The era of the Interconnected Practice has arrived. Accounting firms are divided into specialised functions: accounting, tax, auditing, and secretarial and the isolation of those functions often results in separate silos of customer information within the firm's systems.
Much of the information these firms hold, however, originates from similar work for the same client, sometimes performed by the same personnel. Therefore, each function will maintain its own client database and files bloated with duplicate or unsynchronised data, creating disconnected views of the truth.
Technology has done much to bridge the divide. Systems integration has evolved to the point where seamless communication can exist between both internal and external systems.
Work in progress
However, a consolidated client database is for many firms still a work in progress, and information is not always shared across functions, especially in a seamless, cross-referenced manner. Consequently, management still doesn't have a single source of truth, even though that could result in greater efficiencies and lower costs to the practice and its customers.
Similarly, external stakeholders and clients - the ultimate benefactors of the information - remain alienated, stranded outside the walls of the practice. They receive feedback about the data but don't have direct access to it. From a business perspective, this makes little sense.

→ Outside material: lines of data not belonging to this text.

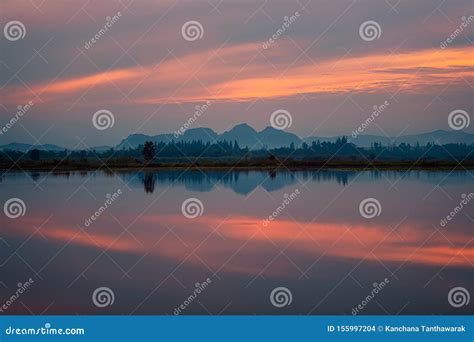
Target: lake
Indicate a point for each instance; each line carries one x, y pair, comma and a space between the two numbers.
236, 242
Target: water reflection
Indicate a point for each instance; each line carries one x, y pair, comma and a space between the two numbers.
319, 246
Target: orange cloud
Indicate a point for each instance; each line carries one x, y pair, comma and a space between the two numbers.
229, 74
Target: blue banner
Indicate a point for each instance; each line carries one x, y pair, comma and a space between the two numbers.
236, 328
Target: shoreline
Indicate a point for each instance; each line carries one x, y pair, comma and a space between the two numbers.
342, 166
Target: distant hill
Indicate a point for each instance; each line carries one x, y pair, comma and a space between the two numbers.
269, 138
245, 135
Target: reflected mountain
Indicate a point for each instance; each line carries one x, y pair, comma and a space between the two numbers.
241, 182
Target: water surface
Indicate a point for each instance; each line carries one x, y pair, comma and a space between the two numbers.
318, 246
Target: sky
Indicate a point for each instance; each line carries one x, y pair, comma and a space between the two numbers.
157, 62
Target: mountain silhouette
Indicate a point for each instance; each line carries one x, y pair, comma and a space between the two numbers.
247, 136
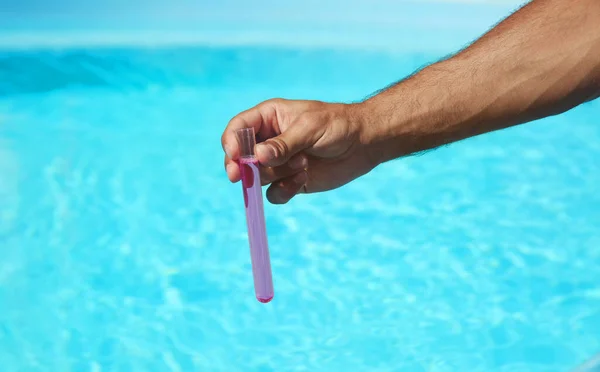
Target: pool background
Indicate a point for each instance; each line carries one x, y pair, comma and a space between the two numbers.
124, 246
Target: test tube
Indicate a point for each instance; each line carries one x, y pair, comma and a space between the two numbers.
255, 216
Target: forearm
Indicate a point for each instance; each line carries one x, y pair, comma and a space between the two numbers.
541, 61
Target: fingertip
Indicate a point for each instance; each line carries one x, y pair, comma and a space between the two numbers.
264, 154
233, 172
283, 191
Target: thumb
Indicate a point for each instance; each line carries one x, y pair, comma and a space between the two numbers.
279, 150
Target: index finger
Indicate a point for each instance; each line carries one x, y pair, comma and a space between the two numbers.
256, 117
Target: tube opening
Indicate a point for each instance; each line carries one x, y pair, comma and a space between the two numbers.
247, 141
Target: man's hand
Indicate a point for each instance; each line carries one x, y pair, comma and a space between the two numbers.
303, 146
541, 61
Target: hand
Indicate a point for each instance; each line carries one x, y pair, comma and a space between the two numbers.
302, 146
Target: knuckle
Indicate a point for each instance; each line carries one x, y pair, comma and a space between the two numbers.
280, 147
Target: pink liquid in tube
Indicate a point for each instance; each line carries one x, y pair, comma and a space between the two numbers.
255, 216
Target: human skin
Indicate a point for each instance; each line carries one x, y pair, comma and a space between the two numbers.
541, 61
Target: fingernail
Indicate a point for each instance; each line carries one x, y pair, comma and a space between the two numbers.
228, 151
300, 178
228, 169
267, 152
298, 162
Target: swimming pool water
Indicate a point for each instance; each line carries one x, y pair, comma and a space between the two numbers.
124, 246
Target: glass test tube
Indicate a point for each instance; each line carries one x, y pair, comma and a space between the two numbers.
255, 216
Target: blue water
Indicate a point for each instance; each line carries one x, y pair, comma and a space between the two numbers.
124, 245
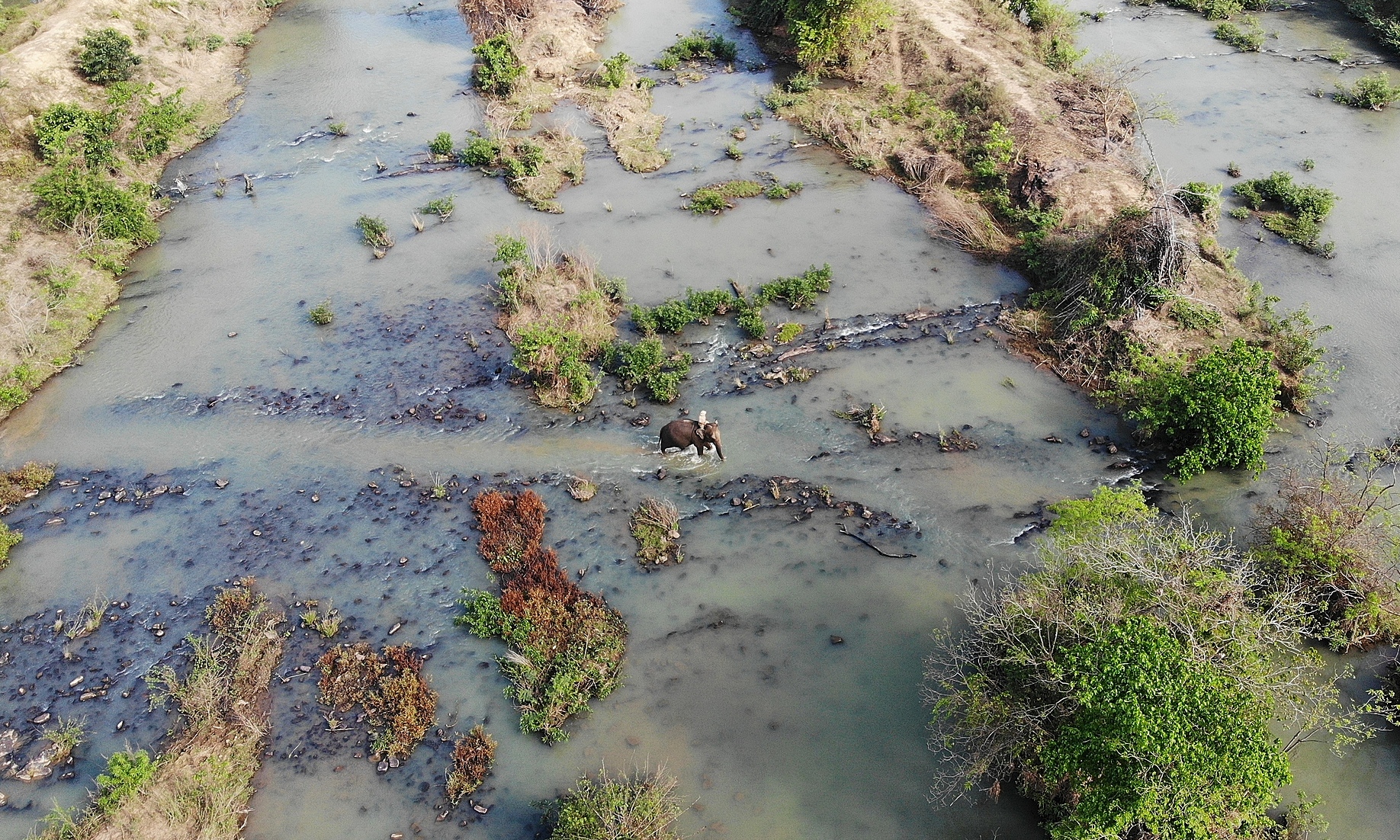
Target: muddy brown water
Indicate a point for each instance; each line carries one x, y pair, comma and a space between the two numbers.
733, 681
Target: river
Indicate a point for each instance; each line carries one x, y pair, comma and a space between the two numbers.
298, 461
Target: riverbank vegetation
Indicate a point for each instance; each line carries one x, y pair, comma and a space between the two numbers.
201, 786
639, 806
1331, 540
1132, 685
534, 53
97, 98
1023, 153
564, 646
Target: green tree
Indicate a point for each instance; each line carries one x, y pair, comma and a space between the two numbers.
1215, 413
107, 56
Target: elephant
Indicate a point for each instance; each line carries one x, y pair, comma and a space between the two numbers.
682, 434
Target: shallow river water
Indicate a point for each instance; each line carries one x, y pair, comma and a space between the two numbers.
326, 440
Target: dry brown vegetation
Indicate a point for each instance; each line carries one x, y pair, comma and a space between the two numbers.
559, 311
554, 41
472, 759
24, 482
40, 331
390, 686
1021, 154
204, 781
566, 646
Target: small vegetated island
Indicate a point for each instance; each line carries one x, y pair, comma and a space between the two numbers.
560, 311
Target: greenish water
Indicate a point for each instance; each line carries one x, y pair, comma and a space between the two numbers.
733, 682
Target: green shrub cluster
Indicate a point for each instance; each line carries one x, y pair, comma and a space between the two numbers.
1215, 10
69, 195
641, 806
127, 773
1078, 518
1329, 540
442, 145
479, 152
822, 31
1132, 686
614, 72
646, 364
8, 540
698, 46
563, 356
674, 316
497, 65
107, 56
1202, 199
1212, 413
1249, 37
1305, 207
1371, 91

This is the social age, where information is shared freely and immediately. The technologies exist to transmit live data to any location in the world. Why should a firm's clients settle for less?
An elegant response
Interconnection is an elegant response to the problem. It embraces both internal systems integration, and the ideal that those outside the practice - even remotely located staff - need ready (but secure) access to shared, dynamic information.

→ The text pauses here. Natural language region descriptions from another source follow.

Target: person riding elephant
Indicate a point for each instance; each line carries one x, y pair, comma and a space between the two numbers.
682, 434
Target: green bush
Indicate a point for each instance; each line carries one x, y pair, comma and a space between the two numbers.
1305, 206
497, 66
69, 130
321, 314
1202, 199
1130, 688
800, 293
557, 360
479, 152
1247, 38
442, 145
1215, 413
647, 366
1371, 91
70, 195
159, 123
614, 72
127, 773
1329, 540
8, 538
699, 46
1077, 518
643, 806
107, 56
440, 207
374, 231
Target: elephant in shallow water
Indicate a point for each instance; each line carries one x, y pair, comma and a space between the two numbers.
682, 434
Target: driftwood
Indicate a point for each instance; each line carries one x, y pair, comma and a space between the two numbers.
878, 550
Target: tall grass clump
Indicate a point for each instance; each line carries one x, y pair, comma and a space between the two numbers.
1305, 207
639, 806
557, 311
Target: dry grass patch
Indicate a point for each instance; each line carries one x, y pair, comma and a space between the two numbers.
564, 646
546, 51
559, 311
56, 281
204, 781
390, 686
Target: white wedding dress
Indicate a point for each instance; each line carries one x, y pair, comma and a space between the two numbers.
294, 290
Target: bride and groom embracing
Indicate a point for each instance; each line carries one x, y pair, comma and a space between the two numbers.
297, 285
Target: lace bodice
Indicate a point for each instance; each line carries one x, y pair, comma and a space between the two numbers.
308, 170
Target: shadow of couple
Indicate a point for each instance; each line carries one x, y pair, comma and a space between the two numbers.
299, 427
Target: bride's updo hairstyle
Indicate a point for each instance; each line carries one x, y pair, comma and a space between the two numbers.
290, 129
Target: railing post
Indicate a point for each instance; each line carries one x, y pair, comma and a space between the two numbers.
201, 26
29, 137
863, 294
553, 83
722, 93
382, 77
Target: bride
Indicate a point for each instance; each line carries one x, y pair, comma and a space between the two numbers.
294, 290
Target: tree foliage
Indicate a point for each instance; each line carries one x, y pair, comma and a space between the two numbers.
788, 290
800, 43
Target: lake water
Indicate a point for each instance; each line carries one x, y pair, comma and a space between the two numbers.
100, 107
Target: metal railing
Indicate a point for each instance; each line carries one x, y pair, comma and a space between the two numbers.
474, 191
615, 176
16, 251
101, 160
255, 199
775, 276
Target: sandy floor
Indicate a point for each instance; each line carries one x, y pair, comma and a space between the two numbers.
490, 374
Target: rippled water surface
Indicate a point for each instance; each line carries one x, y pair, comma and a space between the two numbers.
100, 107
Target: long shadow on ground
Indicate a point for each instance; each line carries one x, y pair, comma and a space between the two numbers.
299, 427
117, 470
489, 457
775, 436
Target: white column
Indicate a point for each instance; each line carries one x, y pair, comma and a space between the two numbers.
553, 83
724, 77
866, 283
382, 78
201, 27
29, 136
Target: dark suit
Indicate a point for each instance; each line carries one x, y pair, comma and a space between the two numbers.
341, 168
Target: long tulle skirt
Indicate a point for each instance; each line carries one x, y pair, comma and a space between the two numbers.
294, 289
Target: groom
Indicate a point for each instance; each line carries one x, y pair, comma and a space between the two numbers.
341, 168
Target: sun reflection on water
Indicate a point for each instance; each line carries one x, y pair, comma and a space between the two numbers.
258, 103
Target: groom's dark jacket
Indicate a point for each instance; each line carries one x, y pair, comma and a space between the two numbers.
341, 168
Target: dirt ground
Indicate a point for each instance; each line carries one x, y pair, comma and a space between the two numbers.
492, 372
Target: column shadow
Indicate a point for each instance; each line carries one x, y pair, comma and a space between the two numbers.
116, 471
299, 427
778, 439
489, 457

Collected from various sources, data can be centralised and cross-referenced between functions, forming a single information asset. It serves the practice efficiently, informs clients effectively, and is communicable to stakeholders nominated to use it. (Stakeholders include tax authorities, government agencies, banks, shareholders, and other third parties.)
Most importantly, interconnection means that information always flows back into the practice. Certain transactions, such as eFiling or banking, are currently initiated outside the firm's system and have to be manually reconciled. In the interconnected practice, they relay back and forth through the system, forming a complete loop and providing greater clarity.
The Interconnected Practice is revolutionary in accounting, and is already gaining a foothold. In the future, clients will see it as the basis for engaging accounting and auditing firms."